Podemos nos referir, sem pudor, a uma possível ressonância cínica da predominância do econômico sobre o político, sobre o moral, sobre tantas outras dimensões da vida social: se o mercado é a medida de todas as coisas, a condição do sujeito contemporâneo pode ser resumida em: tem valor porque se vende. O reconhecimento buscado é do valor de venda de cada um. Só que já não é mais o trabalho alienado aquilo que se vende. Nas condições atuais do mercado de trabalho tal valor é cada vez mais supérfluo. O que se vende, no estágio atual do capitalismo, é a dimensão mais íntima dos sujeitos, seu próprio valor de gozo6. O sujeito não vende seu tempo de trabalho; vende a si mesmo como objeto de gozo para o Outro.

Gozar para se fazer instrumento do gozo do Outro e, dessa forma, gozar ainda mais: trata-se de um imperativo verdadeiramente irrecusável. Nunca a frase de Adorno esteve tão certa: “divertir-se é estar de acordo7”. As obras da cultura do divertimento já não disfarçam seu caráter de documentos da barbárie. Sua função é instaurar o eterno presente da vida espetacular, para a qual todo passado é remoto e toda a experiência, supérflua. Assim se produzem os sujeitos expropriados da experiência do inconsciente e do desejo, ávidos pelo consumo de imagens8 que lhes indiquem quem eles são. Se não há como divergir de tal demanda-oferta de gozo proposta pelos “vencedores de turno”, é inevitável que a banalidade se imponha no campo das ações humanas, privadas de valor.

Tais considerações atestam a atualidade da proposta de Walter Benjamin, desenvolvida desde A origem do drama barroco alemão até as Teses sobre o conceito de história, articulando a melancolia ao sentimento de fatalidade que se produz quando a vida social transcorre em um mundo vazio do valor da ação humana.

Maria Rita Kehl-Psicanalista



1 Ver Guy Débord, A sociedade do espetáculo (1967). Rio de Janeiro: Contraponto, 2002. Tradução de Estela dos Santos Abreu. À p.17: “O espetáculo é o sol que nunca se põe no império da passividade moderna”.

2
Para uma boa discussão do imperativo superegóico do gozo, ver Ricardo Goldenberg (org.): Goza!
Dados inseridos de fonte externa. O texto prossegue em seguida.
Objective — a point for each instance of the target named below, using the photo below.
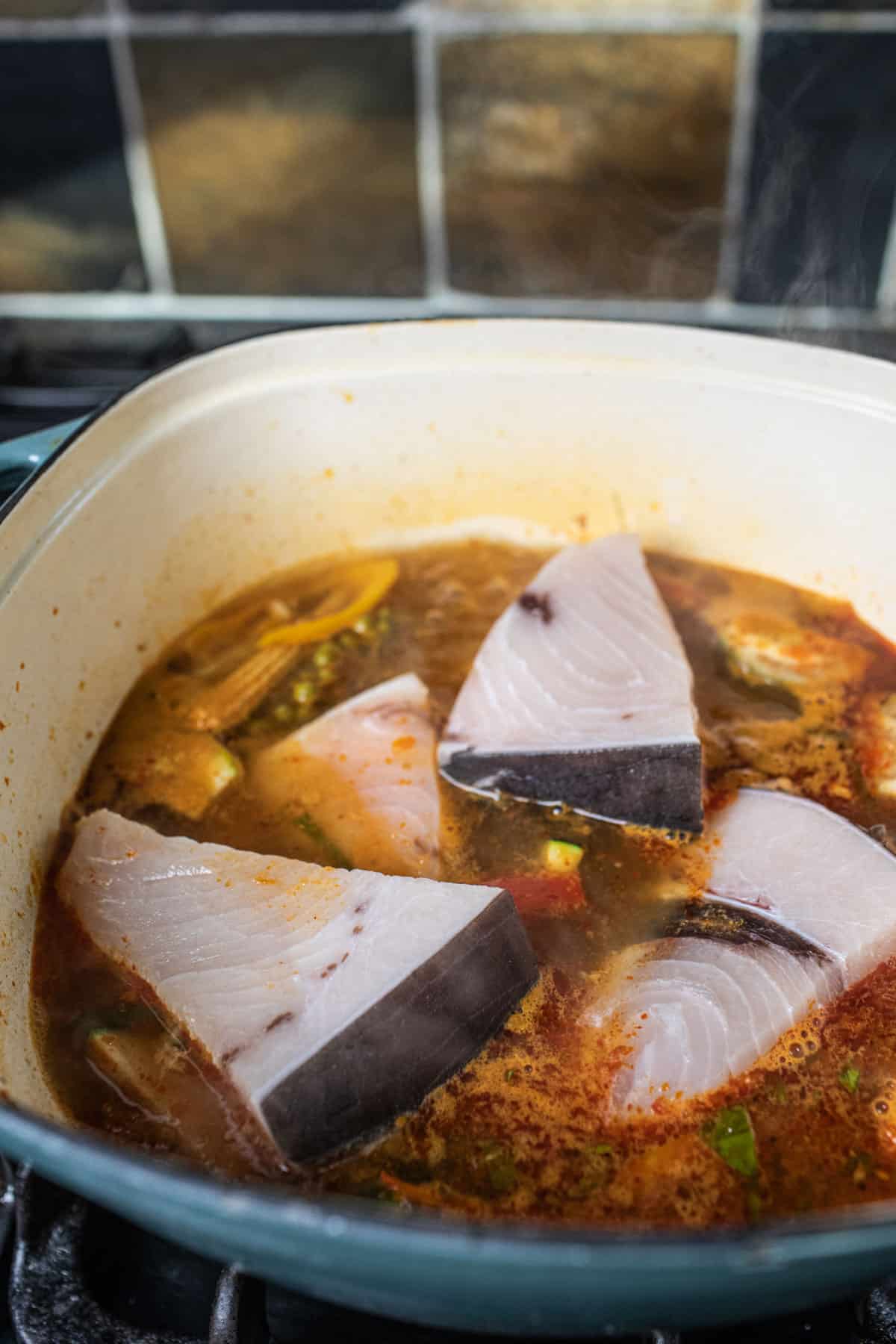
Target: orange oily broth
(519, 1130)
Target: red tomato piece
(546, 894)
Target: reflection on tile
(247, 6)
(285, 164)
(671, 8)
(586, 166)
(824, 168)
(65, 205)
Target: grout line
(645, 18)
(836, 20)
(441, 22)
(741, 151)
(151, 226)
(887, 281)
(272, 309)
(429, 156)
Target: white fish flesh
(800, 905)
(366, 776)
(582, 695)
(332, 1001)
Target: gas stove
(81, 1276)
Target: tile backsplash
(703, 161)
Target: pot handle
(19, 457)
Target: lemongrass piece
(233, 699)
(374, 579)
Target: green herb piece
(304, 694)
(561, 856)
(337, 859)
(598, 1169)
(731, 1136)
(500, 1169)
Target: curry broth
(519, 1130)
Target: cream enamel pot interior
(754, 453)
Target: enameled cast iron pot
(754, 453)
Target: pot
(768, 456)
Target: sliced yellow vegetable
(371, 581)
(561, 856)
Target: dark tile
(824, 169)
(285, 166)
(65, 205)
(586, 166)
(840, 6)
(47, 8)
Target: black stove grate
(78, 1275)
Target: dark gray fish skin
(657, 785)
(410, 1042)
(741, 927)
(331, 1001)
(582, 695)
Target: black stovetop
(81, 1276)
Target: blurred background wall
(175, 174)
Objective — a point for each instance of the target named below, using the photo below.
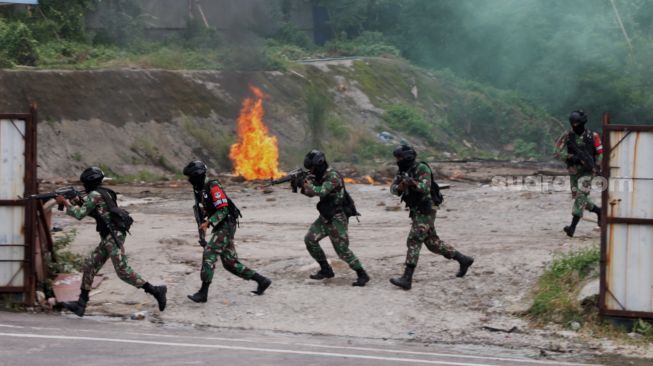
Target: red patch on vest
(218, 197)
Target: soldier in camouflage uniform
(582, 151)
(413, 184)
(329, 185)
(222, 214)
(97, 204)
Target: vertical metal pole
(605, 172)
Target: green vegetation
(407, 119)
(317, 105)
(66, 261)
(555, 299)
(487, 72)
(141, 176)
(555, 296)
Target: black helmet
(92, 175)
(315, 158)
(577, 117)
(405, 152)
(195, 168)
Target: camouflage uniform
(580, 178)
(332, 186)
(107, 248)
(422, 229)
(221, 244)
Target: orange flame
(256, 154)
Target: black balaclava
(315, 161)
(577, 120)
(196, 173)
(405, 155)
(91, 178)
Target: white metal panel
(632, 158)
(12, 159)
(12, 223)
(629, 267)
(12, 218)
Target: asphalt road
(39, 339)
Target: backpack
(348, 205)
(120, 219)
(436, 194)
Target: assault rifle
(295, 177)
(198, 211)
(583, 157)
(67, 192)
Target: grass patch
(66, 261)
(555, 296)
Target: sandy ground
(512, 235)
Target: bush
(404, 118)
(198, 36)
(317, 104)
(367, 44)
(18, 44)
(278, 56)
(67, 261)
(525, 149)
(555, 295)
(291, 35)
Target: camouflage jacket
(562, 153)
(215, 202)
(420, 193)
(329, 188)
(93, 205)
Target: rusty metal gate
(627, 224)
(17, 216)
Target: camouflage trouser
(423, 231)
(105, 250)
(336, 230)
(222, 245)
(580, 190)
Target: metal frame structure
(30, 223)
(608, 221)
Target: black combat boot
(572, 228)
(263, 283)
(597, 211)
(159, 293)
(464, 261)
(202, 294)
(362, 279)
(78, 307)
(325, 271)
(405, 281)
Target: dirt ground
(512, 235)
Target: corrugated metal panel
(12, 159)
(12, 250)
(631, 175)
(12, 218)
(628, 242)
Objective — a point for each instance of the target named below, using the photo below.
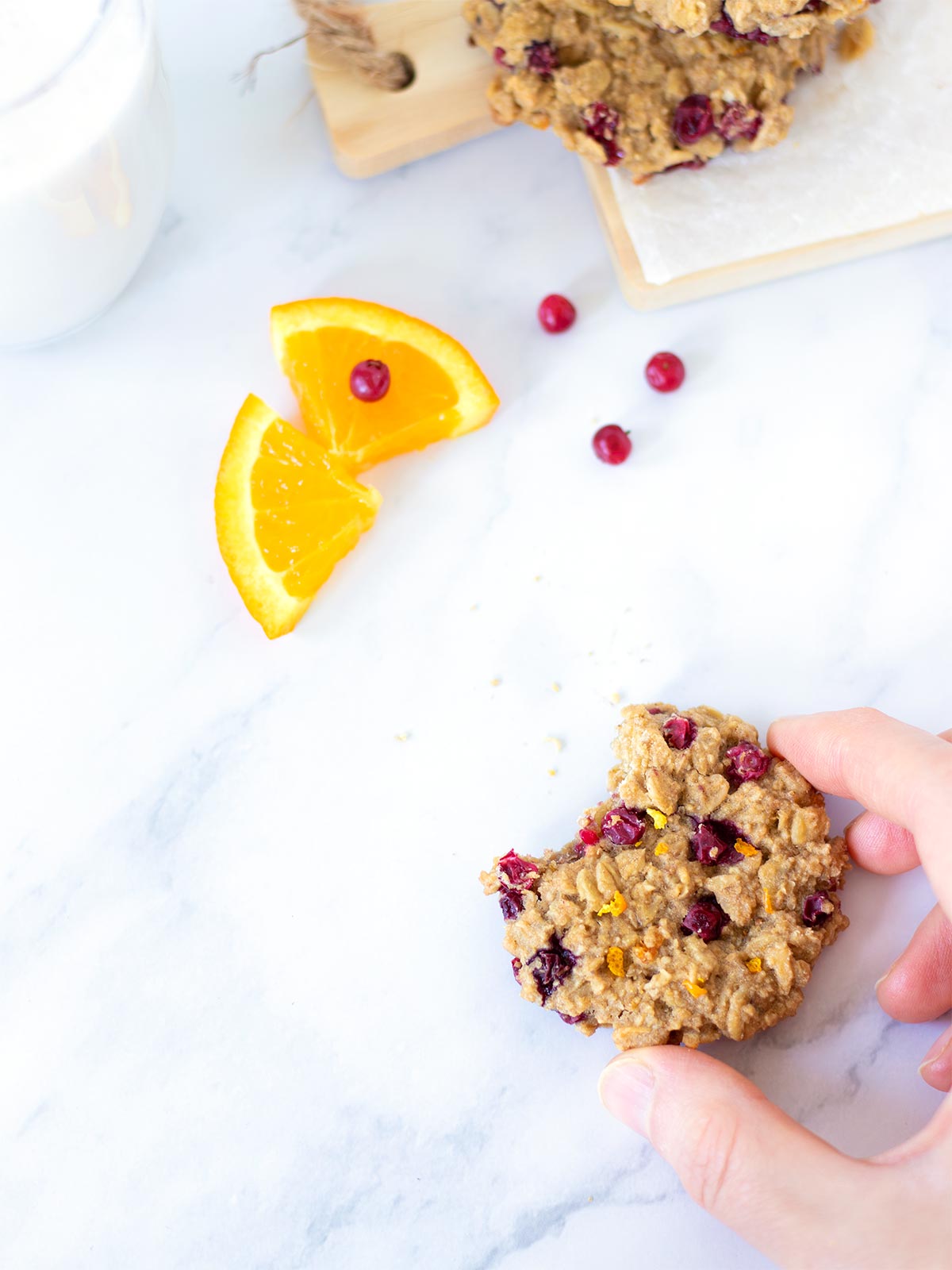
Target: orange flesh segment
(286, 514)
(305, 521)
(436, 387)
(419, 408)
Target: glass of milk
(86, 152)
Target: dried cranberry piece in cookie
(679, 733)
(543, 59)
(555, 965)
(725, 27)
(601, 124)
(818, 908)
(624, 826)
(746, 762)
(739, 122)
(693, 120)
(712, 842)
(520, 873)
(511, 902)
(706, 918)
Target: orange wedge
(285, 512)
(436, 389)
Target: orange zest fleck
(616, 906)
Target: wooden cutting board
(374, 131)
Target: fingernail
(626, 1089)
(937, 1053)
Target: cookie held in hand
(693, 903)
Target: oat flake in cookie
(692, 903)
(748, 19)
(624, 93)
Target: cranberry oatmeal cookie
(622, 92)
(761, 21)
(692, 903)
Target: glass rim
(17, 103)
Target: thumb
(780, 1187)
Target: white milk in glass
(86, 145)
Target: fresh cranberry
(739, 122)
(818, 908)
(693, 120)
(679, 733)
(520, 873)
(556, 314)
(712, 842)
(746, 762)
(666, 372)
(725, 27)
(624, 826)
(601, 121)
(706, 918)
(612, 444)
(601, 124)
(543, 59)
(511, 902)
(370, 380)
(555, 965)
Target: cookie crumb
(856, 40)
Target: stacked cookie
(651, 86)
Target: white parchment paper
(871, 146)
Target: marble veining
(255, 1010)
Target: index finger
(899, 772)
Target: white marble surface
(254, 1007)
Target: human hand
(752, 1166)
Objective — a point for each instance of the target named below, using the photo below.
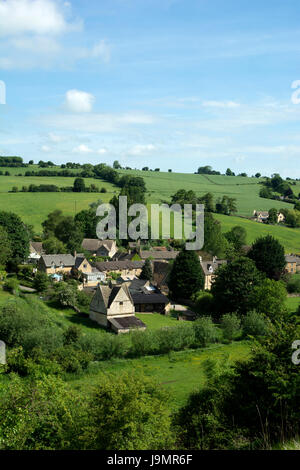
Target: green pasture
(34, 207)
(180, 373)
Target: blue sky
(160, 83)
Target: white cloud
(33, 31)
(142, 149)
(101, 151)
(85, 149)
(56, 138)
(101, 50)
(221, 104)
(82, 148)
(79, 101)
(97, 123)
(31, 16)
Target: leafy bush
(205, 331)
(255, 324)
(293, 286)
(175, 338)
(11, 285)
(204, 302)
(253, 406)
(231, 326)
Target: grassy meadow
(34, 207)
(180, 373)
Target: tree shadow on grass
(80, 319)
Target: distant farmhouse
(35, 251)
(263, 216)
(124, 268)
(57, 265)
(292, 264)
(100, 248)
(112, 307)
(147, 298)
(209, 269)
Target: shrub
(231, 326)
(205, 331)
(293, 286)
(41, 282)
(204, 303)
(143, 343)
(255, 324)
(175, 338)
(71, 359)
(11, 285)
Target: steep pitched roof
(166, 255)
(161, 272)
(143, 298)
(79, 260)
(58, 260)
(124, 323)
(106, 295)
(93, 244)
(36, 247)
(118, 265)
(209, 267)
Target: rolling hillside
(34, 207)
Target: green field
(293, 304)
(289, 237)
(34, 207)
(180, 373)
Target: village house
(161, 271)
(292, 264)
(263, 216)
(123, 268)
(63, 263)
(36, 251)
(96, 247)
(209, 269)
(158, 255)
(147, 298)
(112, 307)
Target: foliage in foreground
(254, 405)
(125, 412)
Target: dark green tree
(268, 255)
(87, 221)
(272, 216)
(79, 185)
(128, 412)
(186, 276)
(5, 246)
(41, 282)
(233, 286)
(17, 235)
(237, 237)
(214, 241)
(53, 219)
(69, 233)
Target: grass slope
(180, 373)
(288, 237)
(34, 207)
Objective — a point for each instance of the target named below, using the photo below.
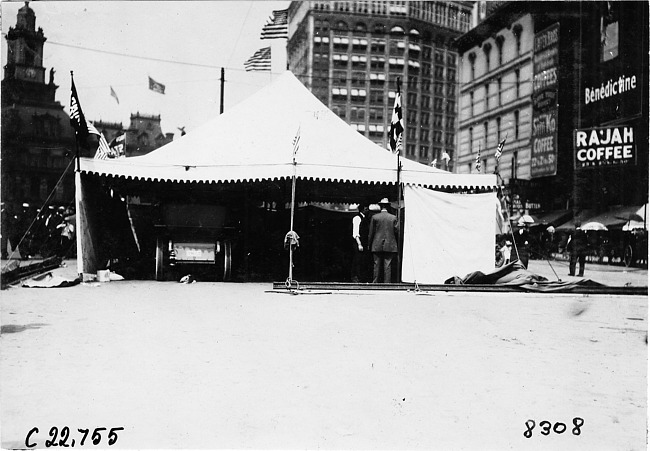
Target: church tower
(24, 76)
(37, 139)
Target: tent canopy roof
(258, 139)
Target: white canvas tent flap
(254, 141)
(446, 235)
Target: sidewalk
(238, 366)
(610, 275)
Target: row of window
(378, 46)
(487, 95)
(487, 49)
(499, 132)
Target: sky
(120, 44)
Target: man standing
(382, 239)
(577, 246)
(359, 244)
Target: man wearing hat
(382, 239)
(577, 247)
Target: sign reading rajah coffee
(604, 146)
(545, 102)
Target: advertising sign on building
(604, 146)
(545, 102)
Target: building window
(516, 124)
(472, 65)
(411, 99)
(377, 62)
(487, 96)
(471, 103)
(485, 134)
(499, 41)
(516, 30)
(487, 49)
(376, 97)
(499, 91)
(378, 46)
(517, 83)
(376, 114)
(609, 33)
(498, 129)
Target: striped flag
(396, 124)
(103, 150)
(114, 95)
(156, 87)
(118, 146)
(260, 61)
(499, 151)
(296, 142)
(276, 26)
(77, 118)
(445, 157)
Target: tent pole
(293, 207)
(399, 218)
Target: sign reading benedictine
(604, 146)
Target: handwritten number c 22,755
(558, 428)
(65, 440)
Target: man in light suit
(382, 239)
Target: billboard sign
(604, 146)
(545, 102)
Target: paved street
(218, 365)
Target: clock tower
(24, 76)
(37, 139)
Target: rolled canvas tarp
(446, 235)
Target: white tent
(254, 141)
(279, 132)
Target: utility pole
(223, 79)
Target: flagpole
(293, 207)
(399, 198)
(77, 200)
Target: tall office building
(350, 54)
(536, 73)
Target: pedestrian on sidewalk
(360, 245)
(382, 239)
(577, 246)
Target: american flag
(260, 61)
(499, 151)
(103, 150)
(156, 86)
(296, 142)
(114, 95)
(276, 26)
(396, 124)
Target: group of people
(376, 236)
(577, 247)
(31, 232)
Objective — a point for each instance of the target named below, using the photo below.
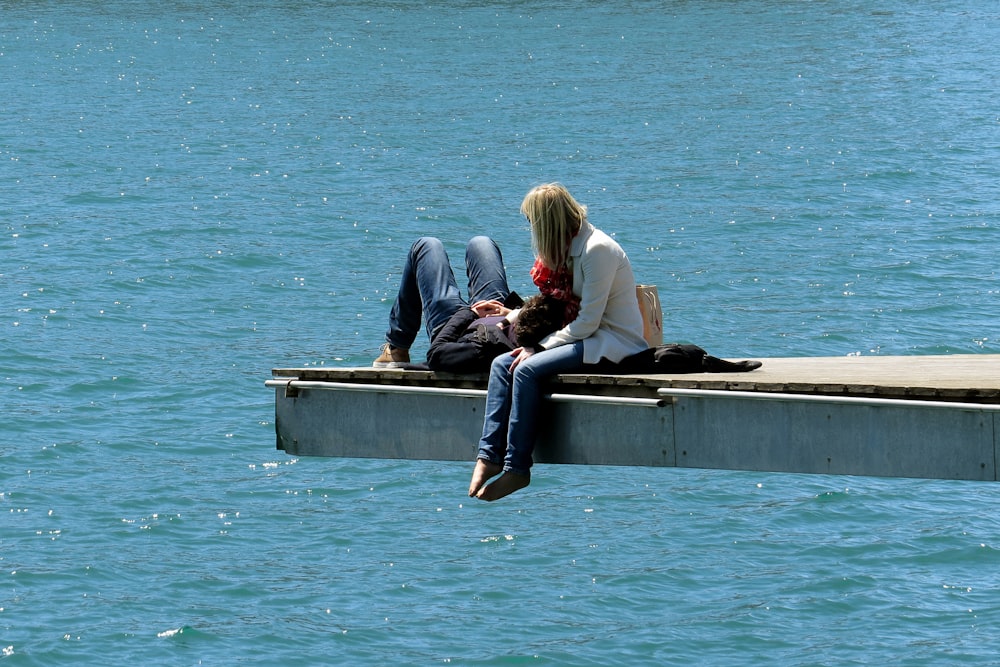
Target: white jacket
(609, 323)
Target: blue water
(191, 195)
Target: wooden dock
(919, 416)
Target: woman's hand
(520, 354)
(487, 308)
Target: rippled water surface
(191, 195)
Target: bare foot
(483, 472)
(506, 484)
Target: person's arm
(598, 267)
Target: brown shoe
(392, 357)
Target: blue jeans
(513, 400)
(428, 287)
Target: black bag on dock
(673, 358)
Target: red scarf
(558, 284)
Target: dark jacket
(465, 346)
(674, 358)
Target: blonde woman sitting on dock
(574, 261)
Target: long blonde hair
(555, 219)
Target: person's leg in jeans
(427, 290)
(484, 268)
(513, 401)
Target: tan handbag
(652, 314)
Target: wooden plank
(967, 377)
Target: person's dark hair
(541, 315)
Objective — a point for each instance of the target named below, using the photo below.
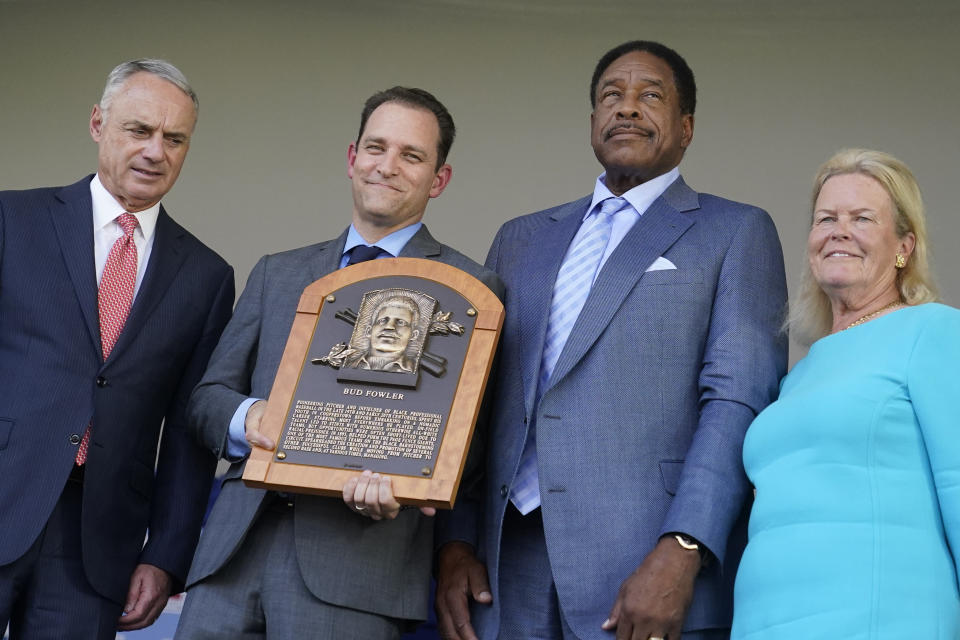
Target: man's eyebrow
(414, 148)
(138, 124)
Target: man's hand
(653, 601)
(371, 495)
(252, 426)
(459, 576)
(146, 598)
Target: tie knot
(611, 205)
(128, 222)
(362, 253)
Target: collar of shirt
(640, 197)
(392, 243)
(106, 209)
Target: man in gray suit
(641, 338)
(305, 566)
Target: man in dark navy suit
(109, 311)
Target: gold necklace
(871, 316)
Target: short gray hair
(159, 68)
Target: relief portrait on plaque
(384, 369)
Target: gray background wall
(782, 85)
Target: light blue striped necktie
(574, 281)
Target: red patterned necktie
(114, 297)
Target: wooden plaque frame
(267, 469)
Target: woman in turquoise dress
(857, 465)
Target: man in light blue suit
(641, 338)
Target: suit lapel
(166, 258)
(535, 288)
(328, 257)
(656, 230)
(73, 224)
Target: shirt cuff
(237, 445)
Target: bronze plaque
(384, 369)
Salvador: Ágalma, 1996.
3
Ver Maria Rita Kehl, “Três observações sobre os reality shows” em: Eugênio Bucci e M.R.Kehl, Videologias . São Paulo: Boitempo, 2004, p. 173.
4
Tomás Abraham, “O neoliberalismo quer ser sociável e se maquia” em: Goldenberg, Goza! cit., p. 55.
5
Hanna Arendt insiste nesta dimensão humana pouco contemplada pela psicanálise: a capacidade de criar o novo a partir da ação, ou do trabalho. Ver Arendt, The Human Condition. Chicago: The University of Chicago, 1958.
6
O conceito de valor de gozo é de autoria de Eugênio Bucci, em Televisão objeto... .(cit).
7
T. Adorno, “A indústria cultural” (1947) em: Adorno e Horkheimer, Dialética do Iluminismo. Rio de Janeiro: Zahar, 1994. Tradução de Guido Antonio de Almeida. À p 135: “Mas a afinidade original entre os negócios e a diversão mostra-se em seu próprio sentido: a apologia da sociedade. Divertir-se significa estar de acordo”.
8
Embora poucos possuam recursos para consumir os bens em oferta, as imagens que ocupam a esfera pública são acessíveis a todos.